El reciente descubrimiento de tres planetas similares a la Tierra en tamaño por el telescopio espacial TESS (y “cercanos”, a 31 años luz), con investigadores españoles, ponen de relieve que la caza de nuevos mundos sigue su curso y que ya está claro a dónde apuntan las ansias humanas. Uno de ellos incluso podría albergar vida. Analizamos por qué existe esa ansia exploradora y cómo “cazan” los astrónomos estos planetas lejanos.

IMÁGENES: NASA

Para la escala humana está tan lejos que es cas inconcebible hacerse semejante viaje. Pero para la escala cósmica está “ahí al lado”: 31 años luz. Una nave espacial tardaría tres décadas y pico en llegar hasta el Sistema Solar GJ357 si lograra acercarse al 99% de la velocidad de la luz (que según las teorías de Einstein, comprobadas y hasta ahora nunca negadas por los cientos de experimentos realizados); allí encontraría una estrella enana roja, más pequeña que nuestro Sol (de hecho nuestra estrella es una vecina “rara” por su capacidad energética en comparación con su entorno, poblado de enanas rojas), y a su alrededor tres planetas, uno de ellos de tamaño similar a la Tierra y muy probablemente con agua. Es decir, que podría albergar vida. A día de hoy, y muy probablemente en mucho mucho tiempo, llegar hasta allí es ciencia-ficción. Incluso las comunicaciones serían un agobio: si usáramos un láser para mandar y recibir información, habría que esperar más de 30 años para tener respuesta. Demasiado. Pero su descubrimiento despeja el camino de la fiebre exoplanetaria que vive la ciencia astronómica: ni la Tierra es tan excepcional, ni las condiciones para la vida son tan raras.
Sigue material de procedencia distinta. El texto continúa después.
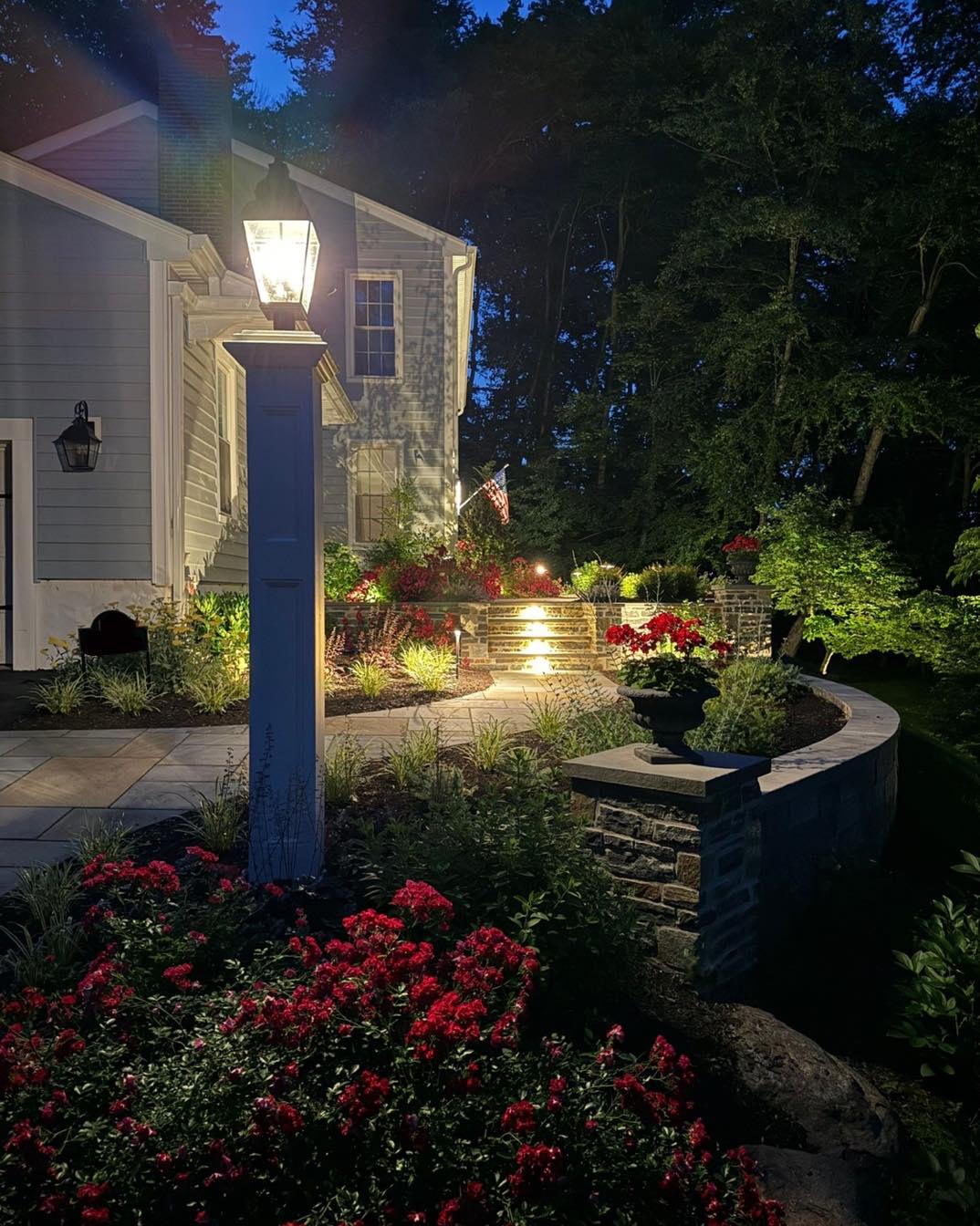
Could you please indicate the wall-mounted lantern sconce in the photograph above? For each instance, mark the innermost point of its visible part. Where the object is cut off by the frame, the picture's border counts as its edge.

Entre los miembros del equipo de investigadores del programa asociado a la misión TESS de la NASA, la nave utilizada en este trabajo, hay españoles, decisivos con sus contribuciones al trabajo general y que han dado con este sistema cercano (literalmente el vecino de al lado del Sistema Solar) entre abril y julio de este año. Uno de ellos es Rafael Luque (Instituto Astrofísico de Canarias), de apenas 26 años y que forma parte de los equipos de exploración, y que define la caza de exoplanetas como un arte de deducción lógica: buscan enanas rojas porque saben que suelen estar orbitadas por al menos dos cuerpos cercanos. Por las condiciones de estas estrellas es muy habitual además que tengan órbitas muy cercanas, por lo que es más fácil detectarlos cuando pasan por delante de la estrella (detección por tránsito) y gracias a la incidencia de la luz solar sobre ellos pueden conseguir mucha información. La clave de este boom (el promedio es de un exoplaneta nuevo descubierto casi cada tres meses, ya van más de 100 sistemas planetarios a día de hoy) está en nuestra vecina más cercana, Próxima Centauri.

En 2016 encontraron un planeta rocoso similar a la Tierra orbitando Próxima Centauri, la estrella más cercana al Sol, a sólo 4,5 años luz. Desde entonces todos los ojos han apuntado a este tipo de estrellas, candidatas perfectas a tener planetas rocosos y no gigantes gaseosos, donde la vida es mucho más difícil de brotar y progresar. Porque no se trata sólo de cartografiar el espacio cercano, sino de encontrar vida fuera de la Tierra, una obsesión paralela a la caza de planetas. Y para eso hacen falta unas condiciones muy concretas. En GJ357 encontraron tres cuerpos orbitales que transitaban la estrella en diferentes ciclos. El más cercano completa un giro completo cada cuatro días y está tan cerca que incluso afecta a la propia estrella; demasiado, porque la temperatura de su superficie es altísima. Los otros dos son más lejanos: el segundo tiene 3,5 veces la masa de la Tierra y una temperatura estimada de unos 127 grados, suficiente para no tener agua líquida y convertirlo en un infierno; el tercero, el más alejado y por lo tanto más estable, completa un giro completo cada 55 días y tiene una masa equiparable a seis veces la de la Tierra. Éste es el más interesante.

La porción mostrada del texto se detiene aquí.